Implementation Sobel operator in CUDA C on YUV video File

Posted by Unknown at 03:20 | 5 comments

Implementation Sobel operator in CUDA C on YUV video File

Today, we discuss Sobel operator and how to apply on YUV video file with step by step discussion. If you are not familiar with the sobel operator or don’t know in detail, don’t worry, we first discuss what is sobel operator followed by its C code.

Lets start our discussion.

First question is what is Sobel filter/operator?

The algorithm we will look at in this tutorial is an edge detection algorithm, specifically an edge detection algorithm based on the Sobel operator. This algorithm works by calculating the gradient of the intensity of the frame at each point, finding the direction of the change from light to dark and the magnitude of the change. This magnitude corresponds to how sharp the edge is.

If you are not aware how to apply sobel operator on image, please refer this link for that.

The Sobel Operator

To calculate the gradient of each point in the frame, the frame is convolved with the Sobel Kernel. Convolution is done by moving the kernel across the frame, one pixel at a time. At each pixel, the pixel and its neighbours are weighted by the corresponding value in the kernel, and summed to produce a new value. This operation is shown in the following diagram.

we treat it as though the kernel has been overlaid onto the frame, with the center pixel of the kernel aligning we the first pixel in the frame. Then we multiple each entry in the kernel by the value beneath it, and sum them to produce a single single output value from that pixel.

For the pixels on the boundary, we just ignore any entries in the kernel that fall outside.

Edge detection using the Sobel Operator applies two separate kernels to calculate the x and y gradients in the frame. The length of this gradient is then calculated and normalized to produce a single intensity approximately equal to the sharpness of the edge at that position.

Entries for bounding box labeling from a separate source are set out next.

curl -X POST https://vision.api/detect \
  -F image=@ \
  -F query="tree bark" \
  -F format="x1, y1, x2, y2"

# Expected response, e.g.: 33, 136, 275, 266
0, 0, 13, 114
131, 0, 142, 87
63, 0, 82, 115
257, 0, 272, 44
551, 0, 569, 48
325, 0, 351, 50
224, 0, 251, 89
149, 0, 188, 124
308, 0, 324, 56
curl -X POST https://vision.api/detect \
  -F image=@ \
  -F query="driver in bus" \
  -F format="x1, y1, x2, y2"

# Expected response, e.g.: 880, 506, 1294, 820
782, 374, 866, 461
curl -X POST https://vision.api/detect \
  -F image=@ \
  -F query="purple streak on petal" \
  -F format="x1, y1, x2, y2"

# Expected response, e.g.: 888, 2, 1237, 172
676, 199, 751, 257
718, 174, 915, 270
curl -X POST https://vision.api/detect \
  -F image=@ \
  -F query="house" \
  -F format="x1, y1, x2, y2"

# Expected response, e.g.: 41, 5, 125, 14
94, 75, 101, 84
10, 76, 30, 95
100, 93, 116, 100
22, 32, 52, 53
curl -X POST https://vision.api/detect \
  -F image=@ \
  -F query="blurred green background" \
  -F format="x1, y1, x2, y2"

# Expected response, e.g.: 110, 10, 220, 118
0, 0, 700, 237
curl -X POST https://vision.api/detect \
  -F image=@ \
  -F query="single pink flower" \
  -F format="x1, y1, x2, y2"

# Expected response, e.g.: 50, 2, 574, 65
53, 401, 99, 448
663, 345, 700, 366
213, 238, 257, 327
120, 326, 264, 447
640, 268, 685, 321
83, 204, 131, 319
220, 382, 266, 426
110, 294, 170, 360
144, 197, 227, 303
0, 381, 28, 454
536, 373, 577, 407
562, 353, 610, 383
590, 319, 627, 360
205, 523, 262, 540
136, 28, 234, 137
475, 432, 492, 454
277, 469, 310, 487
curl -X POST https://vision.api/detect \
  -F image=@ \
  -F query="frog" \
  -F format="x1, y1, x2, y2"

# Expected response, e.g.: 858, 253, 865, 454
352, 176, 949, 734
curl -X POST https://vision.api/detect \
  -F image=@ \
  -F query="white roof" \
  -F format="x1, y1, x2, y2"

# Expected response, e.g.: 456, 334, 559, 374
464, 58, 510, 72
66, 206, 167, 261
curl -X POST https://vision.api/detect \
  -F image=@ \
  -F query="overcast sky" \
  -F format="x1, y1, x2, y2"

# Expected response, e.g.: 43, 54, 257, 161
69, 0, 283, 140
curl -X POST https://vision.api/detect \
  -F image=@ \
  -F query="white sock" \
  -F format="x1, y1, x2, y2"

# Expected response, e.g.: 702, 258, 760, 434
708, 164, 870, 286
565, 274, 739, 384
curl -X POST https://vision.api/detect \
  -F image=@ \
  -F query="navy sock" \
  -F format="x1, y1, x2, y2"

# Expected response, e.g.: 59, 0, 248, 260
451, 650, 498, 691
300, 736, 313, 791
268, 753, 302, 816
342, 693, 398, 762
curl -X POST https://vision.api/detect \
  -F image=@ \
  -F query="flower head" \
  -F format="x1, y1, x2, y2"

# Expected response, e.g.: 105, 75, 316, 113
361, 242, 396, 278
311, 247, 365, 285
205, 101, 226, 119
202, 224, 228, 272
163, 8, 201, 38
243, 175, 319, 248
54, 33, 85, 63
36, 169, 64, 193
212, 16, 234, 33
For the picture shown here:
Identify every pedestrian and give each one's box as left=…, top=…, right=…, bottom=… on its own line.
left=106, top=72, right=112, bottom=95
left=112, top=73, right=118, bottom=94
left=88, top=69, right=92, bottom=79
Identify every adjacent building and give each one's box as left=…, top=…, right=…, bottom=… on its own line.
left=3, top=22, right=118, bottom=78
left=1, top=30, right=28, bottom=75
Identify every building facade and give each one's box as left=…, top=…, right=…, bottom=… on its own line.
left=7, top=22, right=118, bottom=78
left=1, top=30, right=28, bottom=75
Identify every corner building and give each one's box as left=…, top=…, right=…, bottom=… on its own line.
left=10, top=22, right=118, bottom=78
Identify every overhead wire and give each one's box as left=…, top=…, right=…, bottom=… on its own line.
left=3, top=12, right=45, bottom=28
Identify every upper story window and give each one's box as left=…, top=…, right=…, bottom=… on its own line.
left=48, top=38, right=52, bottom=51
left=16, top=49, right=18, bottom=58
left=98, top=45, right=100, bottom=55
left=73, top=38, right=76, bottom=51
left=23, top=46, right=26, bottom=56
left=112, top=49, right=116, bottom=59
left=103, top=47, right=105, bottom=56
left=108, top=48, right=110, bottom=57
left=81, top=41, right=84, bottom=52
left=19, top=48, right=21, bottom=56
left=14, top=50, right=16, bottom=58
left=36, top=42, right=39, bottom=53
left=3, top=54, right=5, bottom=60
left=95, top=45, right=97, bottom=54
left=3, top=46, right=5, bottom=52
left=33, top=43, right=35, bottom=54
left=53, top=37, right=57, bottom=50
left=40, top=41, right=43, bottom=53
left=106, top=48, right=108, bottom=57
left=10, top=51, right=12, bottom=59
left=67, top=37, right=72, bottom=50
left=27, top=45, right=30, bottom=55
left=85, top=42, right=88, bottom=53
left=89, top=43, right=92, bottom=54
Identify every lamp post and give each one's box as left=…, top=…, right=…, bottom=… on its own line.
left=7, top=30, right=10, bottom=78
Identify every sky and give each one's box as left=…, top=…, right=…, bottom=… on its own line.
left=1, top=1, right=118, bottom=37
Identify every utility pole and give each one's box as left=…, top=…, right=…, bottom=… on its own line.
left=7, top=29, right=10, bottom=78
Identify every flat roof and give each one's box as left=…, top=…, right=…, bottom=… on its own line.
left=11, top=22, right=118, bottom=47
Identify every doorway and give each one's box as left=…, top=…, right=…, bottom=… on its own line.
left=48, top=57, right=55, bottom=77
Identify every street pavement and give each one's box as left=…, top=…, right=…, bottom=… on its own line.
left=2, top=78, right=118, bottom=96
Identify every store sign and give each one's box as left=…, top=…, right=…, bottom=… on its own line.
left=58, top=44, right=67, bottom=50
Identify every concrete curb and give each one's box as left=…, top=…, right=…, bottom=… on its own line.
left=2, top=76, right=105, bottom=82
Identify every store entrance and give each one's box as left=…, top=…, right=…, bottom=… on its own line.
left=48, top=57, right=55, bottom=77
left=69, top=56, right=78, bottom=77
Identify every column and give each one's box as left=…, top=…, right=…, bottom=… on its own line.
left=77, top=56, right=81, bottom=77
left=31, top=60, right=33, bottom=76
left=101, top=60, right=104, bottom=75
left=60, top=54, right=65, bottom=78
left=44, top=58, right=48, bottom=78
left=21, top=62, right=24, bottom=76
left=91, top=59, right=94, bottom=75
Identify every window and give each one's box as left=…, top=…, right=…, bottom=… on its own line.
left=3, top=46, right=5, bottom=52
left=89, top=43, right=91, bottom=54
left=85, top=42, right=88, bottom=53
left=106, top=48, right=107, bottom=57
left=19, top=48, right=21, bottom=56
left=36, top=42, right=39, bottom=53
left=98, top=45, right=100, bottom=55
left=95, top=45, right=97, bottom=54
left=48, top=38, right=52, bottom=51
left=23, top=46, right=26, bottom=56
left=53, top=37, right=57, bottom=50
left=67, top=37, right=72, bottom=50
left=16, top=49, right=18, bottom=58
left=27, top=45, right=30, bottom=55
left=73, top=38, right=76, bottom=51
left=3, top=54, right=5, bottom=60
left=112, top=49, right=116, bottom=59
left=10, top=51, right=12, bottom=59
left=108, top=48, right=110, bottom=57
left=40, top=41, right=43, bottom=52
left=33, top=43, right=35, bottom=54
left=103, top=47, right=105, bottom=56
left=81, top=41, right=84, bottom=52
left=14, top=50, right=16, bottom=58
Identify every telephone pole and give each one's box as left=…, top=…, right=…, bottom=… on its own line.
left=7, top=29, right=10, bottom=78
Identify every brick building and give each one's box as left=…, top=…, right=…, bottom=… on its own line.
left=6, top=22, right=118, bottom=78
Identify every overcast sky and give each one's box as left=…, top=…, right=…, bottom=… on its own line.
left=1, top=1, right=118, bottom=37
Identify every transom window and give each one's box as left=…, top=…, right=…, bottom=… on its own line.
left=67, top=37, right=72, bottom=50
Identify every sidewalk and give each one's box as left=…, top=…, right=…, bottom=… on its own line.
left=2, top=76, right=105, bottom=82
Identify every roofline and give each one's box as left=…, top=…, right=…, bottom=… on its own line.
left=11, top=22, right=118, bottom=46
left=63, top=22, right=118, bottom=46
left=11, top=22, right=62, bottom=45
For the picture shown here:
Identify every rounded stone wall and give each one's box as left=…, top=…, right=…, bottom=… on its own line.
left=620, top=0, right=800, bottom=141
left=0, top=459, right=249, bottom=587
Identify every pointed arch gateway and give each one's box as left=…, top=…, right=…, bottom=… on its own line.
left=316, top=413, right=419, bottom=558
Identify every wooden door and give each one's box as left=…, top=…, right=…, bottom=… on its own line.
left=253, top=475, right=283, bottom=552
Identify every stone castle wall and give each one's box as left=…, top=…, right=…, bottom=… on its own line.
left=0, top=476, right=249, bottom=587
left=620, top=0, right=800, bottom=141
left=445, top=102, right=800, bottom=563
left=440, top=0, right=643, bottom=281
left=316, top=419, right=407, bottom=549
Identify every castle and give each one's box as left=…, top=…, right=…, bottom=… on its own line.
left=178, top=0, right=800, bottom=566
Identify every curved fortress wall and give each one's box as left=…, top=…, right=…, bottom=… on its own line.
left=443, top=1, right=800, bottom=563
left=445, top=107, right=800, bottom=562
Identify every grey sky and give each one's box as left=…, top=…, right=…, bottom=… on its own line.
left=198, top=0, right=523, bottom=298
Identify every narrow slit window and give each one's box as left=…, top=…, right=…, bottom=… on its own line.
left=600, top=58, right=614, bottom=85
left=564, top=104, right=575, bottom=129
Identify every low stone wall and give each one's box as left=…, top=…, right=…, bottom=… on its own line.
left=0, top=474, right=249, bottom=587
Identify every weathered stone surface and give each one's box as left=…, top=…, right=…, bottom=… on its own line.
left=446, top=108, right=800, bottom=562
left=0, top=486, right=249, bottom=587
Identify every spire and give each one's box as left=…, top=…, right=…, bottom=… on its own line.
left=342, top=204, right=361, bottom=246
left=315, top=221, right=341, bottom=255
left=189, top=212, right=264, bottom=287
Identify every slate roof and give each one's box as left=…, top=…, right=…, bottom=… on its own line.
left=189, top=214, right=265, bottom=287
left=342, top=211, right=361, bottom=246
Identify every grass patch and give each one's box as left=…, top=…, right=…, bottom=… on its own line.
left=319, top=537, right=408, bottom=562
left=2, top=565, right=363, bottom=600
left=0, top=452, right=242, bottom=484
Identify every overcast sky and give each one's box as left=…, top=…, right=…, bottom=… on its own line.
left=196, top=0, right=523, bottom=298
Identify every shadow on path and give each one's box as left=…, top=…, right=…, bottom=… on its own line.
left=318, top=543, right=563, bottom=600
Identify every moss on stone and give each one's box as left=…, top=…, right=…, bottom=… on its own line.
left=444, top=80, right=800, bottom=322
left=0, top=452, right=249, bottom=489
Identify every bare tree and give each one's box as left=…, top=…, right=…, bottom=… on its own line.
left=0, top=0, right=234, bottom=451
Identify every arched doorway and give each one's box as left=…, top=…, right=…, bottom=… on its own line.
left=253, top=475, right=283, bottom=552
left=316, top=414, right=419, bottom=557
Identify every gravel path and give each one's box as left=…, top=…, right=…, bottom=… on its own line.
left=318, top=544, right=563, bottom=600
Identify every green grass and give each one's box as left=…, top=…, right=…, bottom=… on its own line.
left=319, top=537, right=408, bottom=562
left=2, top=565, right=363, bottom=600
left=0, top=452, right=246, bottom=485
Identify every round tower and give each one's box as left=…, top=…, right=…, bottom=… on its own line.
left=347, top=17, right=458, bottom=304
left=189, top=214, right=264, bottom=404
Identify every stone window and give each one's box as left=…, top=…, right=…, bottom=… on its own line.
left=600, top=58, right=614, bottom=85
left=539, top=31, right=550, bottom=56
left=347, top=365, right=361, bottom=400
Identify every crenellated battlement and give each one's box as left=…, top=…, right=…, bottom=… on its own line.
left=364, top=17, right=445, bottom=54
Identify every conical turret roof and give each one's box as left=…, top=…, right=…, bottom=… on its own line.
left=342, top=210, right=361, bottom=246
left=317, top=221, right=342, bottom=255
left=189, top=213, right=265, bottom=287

The kernels used for Sobel Edge Detection are shown below.

The Algorithm

Now the algorithm can be broken down into its constituent steps

1. Load YUV File.

2. Load Frame of YUV video file.

3. Load Y , U and V Plane separately

4. Iterate over every pixel in the Plane for each Plane for each Frame

5. Apply the x gradient kernel

6. Apply the y gradient kernel

7. Find the length of the gradient using pythagoras' theorem

8. Normalize the gradient length to the range 0-255

9. Set the pixels to the new values

10. Combined all three Plane and make a frame

11. Write this frame to video file yuv format

12. Save the YUV file.

This illustrates the main steps, though we miss out some specifics such as what we do when we meet the boundary of the frame.

Formula for calculating gradient in X and Y direction ;

Let say (i,j) is the middle pixel of 3*3 grid then we have the following formula

G_x = - ( - Z1 + Z3 - 2*Z4 + 2*Z6 – Z7 + Z9 ) / 8

G_y = -(-Z1 – 2*Z2 – Z3 + Z7 + 2*Z8 + Z9 ) /8

Now time to move ahead, now we are looking for CUDA C code, right?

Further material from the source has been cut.